Example floating
Example floating
Home

Tagar #KaburAjaDulu Bikin Geger, Kemlu Ingatkan Bahaya Kerja di Luar Negeri Secara Ilegal

Avatar
×

Tagar #KaburAjaDulu Bikin Geger, Kemlu Ingatkan Bahaya Kerja di Luar Negeri Secara Ilegal

Sebarkan artikel ini

MEMO – Kementerian Luar Negeri (Kemlu) RI akhirnya buka suara soal maraknya tagar #KaburAjaDulu di media sosial. Tagar ini ramai digunakan oleh warganet yang berencana mencari pekerjaan di luar negeri tanpa melalui jalur resmi.

Kemlu menegaskan bahwa bekerja di luar negeri adalah hak setiap Warga Negara Indonesia (WNI), tetapi harus dilakukan dengan prosedur yang aman dan legal.

Baca Juga: PSHWTM Ranting Rungkut Surabaya Bagikan 1.903 Takjil, Usung Tema "Silat Menyehatkan Raga, Berbagi Menguatkan Jiwa"

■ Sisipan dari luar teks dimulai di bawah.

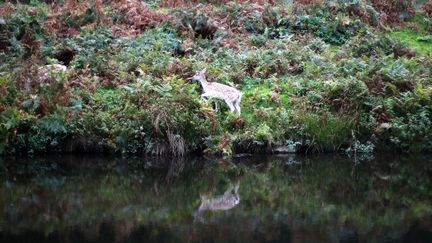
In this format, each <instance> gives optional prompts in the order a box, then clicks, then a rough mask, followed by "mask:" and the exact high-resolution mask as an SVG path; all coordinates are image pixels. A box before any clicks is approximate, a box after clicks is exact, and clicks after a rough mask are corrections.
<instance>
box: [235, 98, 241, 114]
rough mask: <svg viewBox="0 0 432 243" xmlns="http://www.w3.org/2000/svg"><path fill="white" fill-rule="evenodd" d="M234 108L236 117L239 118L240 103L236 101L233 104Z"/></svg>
mask: <svg viewBox="0 0 432 243" xmlns="http://www.w3.org/2000/svg"><path fill="white" fill-rule="evenodd" d="M234 108H235V109H236V111H237V115H239V116H240V102H239V101H236V102H235V103H234Z"/></svg>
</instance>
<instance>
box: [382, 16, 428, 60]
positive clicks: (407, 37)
mask: <svg viewBox="0 0 432 243" xmlns="http://www.w3.org/2000/svg"><path fill="white" fill-rule="evenodd" d="M427 21H429V22H430V19H426V18H425V17H424V15H423V14H420V13H419V14H417V15H416V17H415V18H414V19H413V20H412V22H411V23H412V24H415V26H416V27H417V28H418V29H417V30H414V29H412V28H409V27H401V28H397V29H393V30H392V31H391V32H390V36H391V37H392V38H394V39H395V40H397V41H400V42H403V43H405V44H407V45H408V46H410V47H412V48H414V49H415V50H416V51H418V52H420V53H421V54H429V53H432V38H431V35H432V33H431V32H430V31H429V32H428V31H427V25H428V24H429V25H430V24H431V23H428V22H427Z"/></svg>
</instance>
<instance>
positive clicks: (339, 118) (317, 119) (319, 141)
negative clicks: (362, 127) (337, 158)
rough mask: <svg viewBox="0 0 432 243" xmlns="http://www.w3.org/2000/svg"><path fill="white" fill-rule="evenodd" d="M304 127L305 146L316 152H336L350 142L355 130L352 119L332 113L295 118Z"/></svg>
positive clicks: (354, 120) (352, 119)
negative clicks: (313, 149) (352, 130)
mask: <svg viewBox="0 0 432 243" xmlns="http://www.w3.org/2000/svg"><path fill="white" fill-rule="evenodd" d="M297 119H298V122H299V123H300V124H301V125H302V126H303V127H304V128H303V132H304V136H305V139H307V142H306V143H307V144H310V145H312V146H314V147H315V148H316V149H317V150H318V151H338V150H339V149H340V148H341V147H342V146H344V145H345V146H346V145H347V144H349V143H350V141H351V134H352V130H353V129H354V128H355V125H356V124H355V120H354V118H353V117H349V116H341V115H335V114H332V113H324V114H315V113H311V112H308V113H304V114H300V115H298V117H297Z"/></svg>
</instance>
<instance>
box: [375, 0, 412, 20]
mask: <svg viewBox="0 0 432 243" xmlns="http://www.w3.org/2000/svg"><path fill="white" fill-rule="evenodd" d="M371 2H372V6H373V7H374V8H375V9H376V10H377V11H378V12H380V13H384V14H385V15H384V19H383V20H384V21H385V22H390V23H400V22H403V21H406V20H409V19H410V18H412V17H413V16H414V13H415V10H414V6H413V1H412V0H372V1H371Z"/></svg>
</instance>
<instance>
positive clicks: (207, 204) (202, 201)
mask: <svg viewBox="0 0 432 243" xmlns="http://www.w3.org/2000/svg"><path fill="white" fill-rule="evenodd" d="M239 187H240V181H237V182H236V184H234V185H233V184H231V183H230V185H229V186H228V188H227V190H226V191H225V192H224V194H222V195H219V196H214V197H207V196H203V195H201V204H200V206H199V208H198V210H197V211H196V212H195V217H196V219H198V220H199V221H201V222H204V221H205V220H204V217H203V216H204V213H205V212H206V211H225V210H230V209H232V208H234V207H235V206H237V205H238V204H239V203H240V195H239V193H238V189H239Z"/></svg>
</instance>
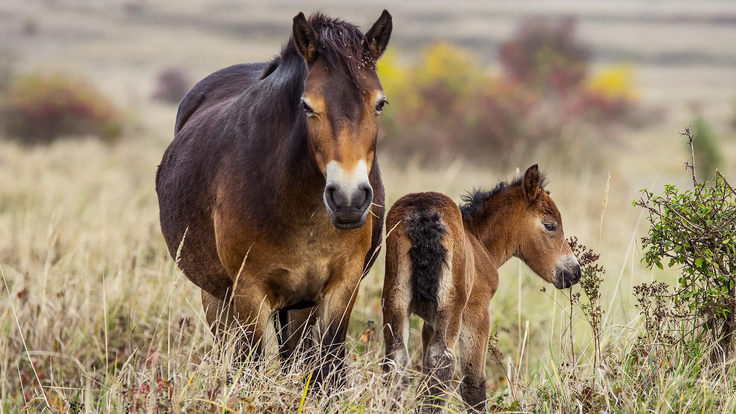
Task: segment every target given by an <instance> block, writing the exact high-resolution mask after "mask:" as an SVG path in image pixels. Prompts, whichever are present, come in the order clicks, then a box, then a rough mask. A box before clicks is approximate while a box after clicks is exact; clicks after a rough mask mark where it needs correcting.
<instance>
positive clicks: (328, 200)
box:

“Dari 67.000 kasus yang kami tangani, mayoritas adalah pelanggaran keimigrasian. Ini menunjukkan bahwa banyak WNI bekerja di luar negeri secara non-prosedural, bahkan ilegal. Hal ini sangat berisiko,” ujar Direktur Pelindungan WNI Kemlu RI, Judha Nugraha, Kamis (13/2/2025) di Jakarta.

Judha menyoroti bahaya besar yang mengintai WNI yang bekerja di luar negeri tanpa dokumen resmi. Salah satunya adalah potensi terjebak dalam skema penipuan online scam, perbudakan modern, hingga eksploitasi kerja.

Baca Juga: Kekayaan Alam Jawa Timur: Daerah Penghasil SDA Lengkap

“Banyak yang tergiur iming-iming kerja di luar negeri, tapi ternyata malah terjebak dalam pekerjaan ilegal. Banyak yang tidak memiliki visa kerja, tidak menandatangani kontrak kerja, bahkan tidak mengetahui kredibilitas perusahaan tempat mereka bekerja,” jelasnya.

Judha menegaskan bahwa banyak kasus pekerja ilegal yang mengalami eksploitasi berat, upah tak dibayar, hingga kekerasan fisik karena mereka tidak memiliki perlindungan hukum.

Baca Juga: DPR Desak BPOM Razia Kurma Berpengawet Selama Bulan Ramadhan

Sebagai contoh nyata, Judha mengungkapkan kasus lima WNI yang ditembak otoritas maritim Malaysia (APMM) pada 24 Januari 2025 di Selangor. Mereka ternyata bekerja tanpa dokumen resmi, sehingga tidak memiliki perlindungan hukum dari negara.

“Bekerja tanpa dokumen tidak hanya membahayakan diri sendiri, tapi juga menyulitkan pemerintah dalam memberikan perlindungan. Kami ingin mendorong migrasi tenaga kerja yang aman dan sesuai prosedur,” tegasnya

Kemlu RI menekankan pentingnya mengikuti jalur resmi agar mendapatkan perlindungan hukum yang jelas. Selain itu, pemerintah juga akan menindak tegas pihak-pihak yang memberangkatkan tenaga kerja tanpa prosedur yang benar.

“Kita ingin menciptakan tata kelola imigrasi yang mudah, murah, aman, dan dapat diprediksi. Tapi ini harus didukung oleh kesadaran masyarakat sendiri,” ungkap Judha.